Le nom d’Olivier Baudry sent bon le football des années 90. Après avoir passé une bonne partie de sa carrière à Sochaux, il revient sur son passé de footballeur et sur son combat contre le cancer. Entretien avec un bonhomme jaune.

Tu es né à Vannes en 1973, comment s’est passée ton enfance ?Mon père était instituteur et s’occupait de différents centres aérés. On naviguait entre la Picardie et la Bretagne. Ma mère, quant à elle, s’occupait de l’infirmerie ou bien de la cuisine.

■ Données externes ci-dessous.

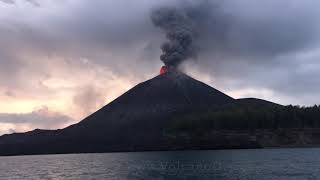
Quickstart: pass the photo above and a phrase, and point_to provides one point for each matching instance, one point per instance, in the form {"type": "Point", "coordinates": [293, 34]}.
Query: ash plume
{"type": "Point", "coordinates": [180, 33]}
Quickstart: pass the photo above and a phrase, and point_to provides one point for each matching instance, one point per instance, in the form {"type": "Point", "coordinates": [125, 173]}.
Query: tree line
{"type": "Point", "coordinates": [249, 118]}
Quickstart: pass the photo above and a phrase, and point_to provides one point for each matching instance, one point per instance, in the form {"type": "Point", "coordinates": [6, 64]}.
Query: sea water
{"type": "Point", "coordinates": [252, 164]}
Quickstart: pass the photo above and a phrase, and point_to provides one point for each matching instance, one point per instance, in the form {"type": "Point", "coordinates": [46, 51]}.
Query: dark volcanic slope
{"type": "Point", "coordinates": [133, 121]}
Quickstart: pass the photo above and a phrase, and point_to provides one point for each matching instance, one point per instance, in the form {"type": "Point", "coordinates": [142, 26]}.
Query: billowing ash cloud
{"type": "Point", "coordinates": [180, 32]}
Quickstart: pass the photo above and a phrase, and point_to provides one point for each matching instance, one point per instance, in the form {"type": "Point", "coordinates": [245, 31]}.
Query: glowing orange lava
{"type": "Point", "coordinates": [164, 69]}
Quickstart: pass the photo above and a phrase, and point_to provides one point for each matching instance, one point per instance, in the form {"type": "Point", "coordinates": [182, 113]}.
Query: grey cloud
{"type": "Point", "coordinates": [246, 41]}
{"type": "Point", "coordinates": [42, 118]}
{"type": "Point", "coordinates": [88, 99]}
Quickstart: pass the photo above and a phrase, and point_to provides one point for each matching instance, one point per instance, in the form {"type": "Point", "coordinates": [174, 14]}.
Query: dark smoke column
{"type": "Point", "coordinates": [180, 33]}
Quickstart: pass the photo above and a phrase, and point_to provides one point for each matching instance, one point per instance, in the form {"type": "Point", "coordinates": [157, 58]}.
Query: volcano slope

J’ai grandi à Quiberon, et toutes les trois semaines, les classes des écoles du coin venaient profiter des activités du centre aéré. Il y avait mes potes de l’école, mais aussi les 150 gamins qui arrivaient. Ce qui fait que j’étais toujours entouré, j’avais toujours un petit groupe de copains pour s’amuser. On avait plus de liberté, donc on profitait à fond !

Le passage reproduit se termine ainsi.